Maintenance development need not be managed using Scrum in order to follow Agile best practices. Kanban is often a popular alternative for managing a team’s maintenance work because the flow of production issues is often unpredictable and not suited to formal planning cycles.

Pain Points

Organizations that do not adopt an Operational Excellence Mindset can encounter one or more of the following four pain points:

Higher Costs

Quality and stability issues can create major costs if they reach production. An average bug costs three times more to fix in production as it does to fix during initial coding.5

The hourly cost of unplanned application downtime can be in the billions for large companies.6

Operation Excellence Infographic 3

Even when issues don’t reach production, they may be more expensive to fix later in a development cycle if major architectural changes are required.

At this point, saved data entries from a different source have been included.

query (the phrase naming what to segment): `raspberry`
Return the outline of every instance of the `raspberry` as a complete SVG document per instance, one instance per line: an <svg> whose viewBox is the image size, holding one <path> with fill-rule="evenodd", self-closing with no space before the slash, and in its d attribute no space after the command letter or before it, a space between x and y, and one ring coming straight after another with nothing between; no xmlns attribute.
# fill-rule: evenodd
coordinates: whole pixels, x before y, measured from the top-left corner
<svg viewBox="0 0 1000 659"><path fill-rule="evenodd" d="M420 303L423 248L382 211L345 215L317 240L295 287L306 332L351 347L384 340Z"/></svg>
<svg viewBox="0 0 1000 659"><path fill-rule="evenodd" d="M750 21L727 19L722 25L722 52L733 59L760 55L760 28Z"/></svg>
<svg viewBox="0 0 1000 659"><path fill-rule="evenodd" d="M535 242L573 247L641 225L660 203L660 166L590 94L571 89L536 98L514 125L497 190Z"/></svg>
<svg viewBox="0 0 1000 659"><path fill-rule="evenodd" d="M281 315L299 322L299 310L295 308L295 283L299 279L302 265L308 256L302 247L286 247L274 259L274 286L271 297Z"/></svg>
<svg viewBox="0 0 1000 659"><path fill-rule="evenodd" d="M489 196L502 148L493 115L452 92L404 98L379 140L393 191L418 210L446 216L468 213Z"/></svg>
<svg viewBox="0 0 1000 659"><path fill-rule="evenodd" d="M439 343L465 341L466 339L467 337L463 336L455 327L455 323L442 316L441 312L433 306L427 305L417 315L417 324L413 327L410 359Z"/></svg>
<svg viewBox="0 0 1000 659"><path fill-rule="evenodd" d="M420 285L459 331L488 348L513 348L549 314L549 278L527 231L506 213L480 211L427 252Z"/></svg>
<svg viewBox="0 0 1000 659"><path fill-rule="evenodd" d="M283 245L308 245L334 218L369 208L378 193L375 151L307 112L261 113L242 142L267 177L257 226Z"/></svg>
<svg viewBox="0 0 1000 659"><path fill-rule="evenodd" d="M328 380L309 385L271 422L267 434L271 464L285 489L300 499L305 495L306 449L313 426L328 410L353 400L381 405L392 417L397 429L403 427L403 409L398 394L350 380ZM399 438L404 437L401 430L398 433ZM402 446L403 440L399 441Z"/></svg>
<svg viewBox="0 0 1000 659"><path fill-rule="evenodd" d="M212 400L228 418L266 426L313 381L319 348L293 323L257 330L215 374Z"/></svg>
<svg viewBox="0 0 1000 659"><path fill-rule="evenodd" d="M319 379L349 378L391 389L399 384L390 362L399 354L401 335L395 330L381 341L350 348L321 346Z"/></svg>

Organizations that do not “shift left” by incorporating continuous testing in their process end up paying far more to fix issues than they would have invested in preventative measures earlier in a development cycle.

Technical Debt

Organizations that favor the development of new functionality at the expense of technical remediation and refactoring often incur significant technical debt that leads to increased rework costs down the road.

Scaling Difficulties

In many organizations without an Operational Excellence Mindset, scalability can be a significant challenge. Without properly planning for scalability during the development phase, many applications are built without scalability in mind. In addition, in organizations that don’t rely on dynamic infrastructure, hardware can quickly become a limitation if a digital property quickly increases in adoption.

Poor Employee Morale

Organizations that don’t explicitly set aside team capacity to address unexpected production issues often overload their development teams by expecting production issues to be addressed without any impact to those teams’ existing commitments.

Furthermore, organizations that don’t involve operational teams in the development process often leave those teams feeling unequipped to properly support new solutions.


Organizations that adopt an Operations Mindset prioritize operational considerations during development in order to strike an appropriate balance between speed of delivery and long-term stability. In contrast to “two-speed IT” adherents, these organizations employ Agile and DevOps practices throughout the organization, and strive to ensure clear collaboration between development and support teams throughout the development process.